Hubby, Ruby the Wonder Spaniel, and I drove down Saturday to our tiny condo on the beach in Puerto Penasco (or as I like to call it, Heaven).  All is the same as when we left it in October.  The majestic osprey perch on their post overlooking the ocean, venturing out to fish at sunrise and sunset.  Pelicans fly by in (mostly) groups of odd numbers, and the ocean waves roll in and roll out, just like always. Small pods of dolphins play just beyond the reef, and vendors walk slowly by pedaling their silver jewelry with tired smiles.  The sun shines brightly over the beach, making diamond patterns on the surface of the sea.

We’ve been doing this trip for many years.  I first visited this beach when I was 13 years old, and it was love at first sight.  Lucky for me, Hubby feels the same way, and every chance we get, we make the four-hour drive to our favorite place.  Each time it goes like this:  We unlock the front door, I jump up and down for joy a few times, we unpack the car, take off our shoes, open cold bottles of Mexican beer, and walk out into the warm sand.

One thing I love about visiting this beach in January is how deserted it is.  There are a few “regulars” who quietly read on their patios, waving shyly from afar.  Look east.  Look west.  Nobody on the beach.  Not one soul!  This weekend it seems there are fewer visitors than usual.  Ruby and I took a shell walk and to my chagrin, she took a HUGE poop.  She looked up at me happily, but I was mad. I hadn’t brought a bag with me because she’d already pooped twice today:  once in Gila Bend and once in Ajo!  There’s nothing a dog enjoys more than pooping in unfamiliar territory.
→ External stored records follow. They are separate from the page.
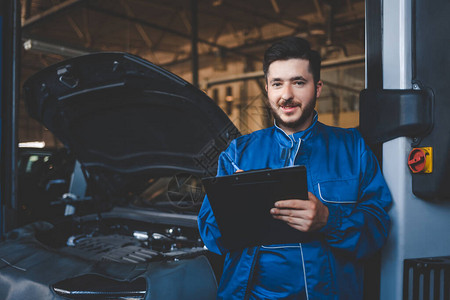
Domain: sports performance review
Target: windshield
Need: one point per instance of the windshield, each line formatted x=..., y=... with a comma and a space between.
x=178, y=193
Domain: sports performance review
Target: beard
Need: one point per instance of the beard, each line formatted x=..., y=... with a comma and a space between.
x=307, y=112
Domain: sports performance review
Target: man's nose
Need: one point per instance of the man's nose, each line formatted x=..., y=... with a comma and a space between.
x=287, y=92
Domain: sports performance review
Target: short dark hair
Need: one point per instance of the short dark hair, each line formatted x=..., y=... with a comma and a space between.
x=293, y=47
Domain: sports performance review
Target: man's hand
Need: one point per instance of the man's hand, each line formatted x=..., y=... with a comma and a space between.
x=304, y=215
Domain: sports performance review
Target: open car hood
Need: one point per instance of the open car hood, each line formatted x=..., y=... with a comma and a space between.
x=121, y=116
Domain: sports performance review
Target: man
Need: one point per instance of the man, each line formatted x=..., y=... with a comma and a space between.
x=347, y=199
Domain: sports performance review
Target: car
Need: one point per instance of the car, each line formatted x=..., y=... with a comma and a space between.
x=44, y=176
x=143, y=139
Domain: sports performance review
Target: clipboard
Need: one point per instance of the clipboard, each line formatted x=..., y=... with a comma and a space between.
x=241, y=204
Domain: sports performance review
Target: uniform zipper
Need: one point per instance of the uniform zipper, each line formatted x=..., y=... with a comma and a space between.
x=250, y=277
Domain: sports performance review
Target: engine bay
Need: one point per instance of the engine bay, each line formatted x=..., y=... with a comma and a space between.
x=124, y=241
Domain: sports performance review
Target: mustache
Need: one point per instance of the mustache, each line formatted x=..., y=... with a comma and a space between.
x=288, y=102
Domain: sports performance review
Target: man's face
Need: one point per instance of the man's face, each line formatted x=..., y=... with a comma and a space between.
x=292, y=94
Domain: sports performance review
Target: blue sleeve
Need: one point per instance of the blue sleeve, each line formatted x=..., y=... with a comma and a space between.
x=365, y=229
x=207, y=225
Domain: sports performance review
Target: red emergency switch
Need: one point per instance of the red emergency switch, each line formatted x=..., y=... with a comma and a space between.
x=420, y=160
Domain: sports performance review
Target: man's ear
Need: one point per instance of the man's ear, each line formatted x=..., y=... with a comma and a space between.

Anyway:  We were a good five-minute walk from the condo, so lucky me, I see Hubby appear on the patio ready to come down and join us.  I wave my hands and get his attention. I yell “BAG!!!” but the wind carries my message away.  Hmmm, this was a tough one.  I think hard and begin spelling out B-A-G with my hands and body.  “Good thing the condos are all empty,” I laugh to myself.  Hubby shakes his head, hands in the air. I decide to reverse the letters.  Again I spell B-A-G, this time with more emphasis. Still he shakes his head.  I point at Ruby, then pretend to scoop something from the sand.  THAT DID IT! Thank goodness, because my next move was squatting in the sand and pretending to do the deed myself!

And well, golly, that’s when I noticed several people out on their patios, hands shielding their eyes to get a better view of this chubby blonde woman doing what must have looked like some strange sort of interpretive beach dance.  Oh, well.  Hubby brought the bag, Ruby felt lighter, and I did not have to walk all the way back up to the condo.

Last night we had a yummy dinner at Flavio’s on the fish wharf.   How weird to be some of the only Americans out on the town on a Saturday night!  It occurred to me many people might be participating in the Women’s March in Phoenix that day, but also Google weather forecasts told us to expect rain (only sun with weather in the seventies).  Today Hubby flew his two-stringed kite, requiring me to wade into the chilly tide pools to help relaunch after many crashes.  (If that’s not true love, tell me what is.)  Ruby is all smiles, though her bad hips prevent her from chasing the birds as she’d like to.  I missed the cats so much in the night that I balled up my sweatshirt and placed it between our feet at the end of the bed and slept soundly pretending they were with us.

If there was a better weekend to escape from the world, I’m not sure when it would be. But after all that’s happened in our country in the past few months, isn’t it nice to visit a place that seemingly remains the same?  I’m trying hard to not feel abject terror about recent changes in our great country, and every day it feels like an awkward balance of getting along, being heard, deciphering news, and taking care of business.  It’s important to just get up each morning, put your shoes on, and place one foot firmly in front of the other. I’m realizing as I write this that lately at home I’ve been doing a strange sort of interpretive dance, and it’s not a happy one.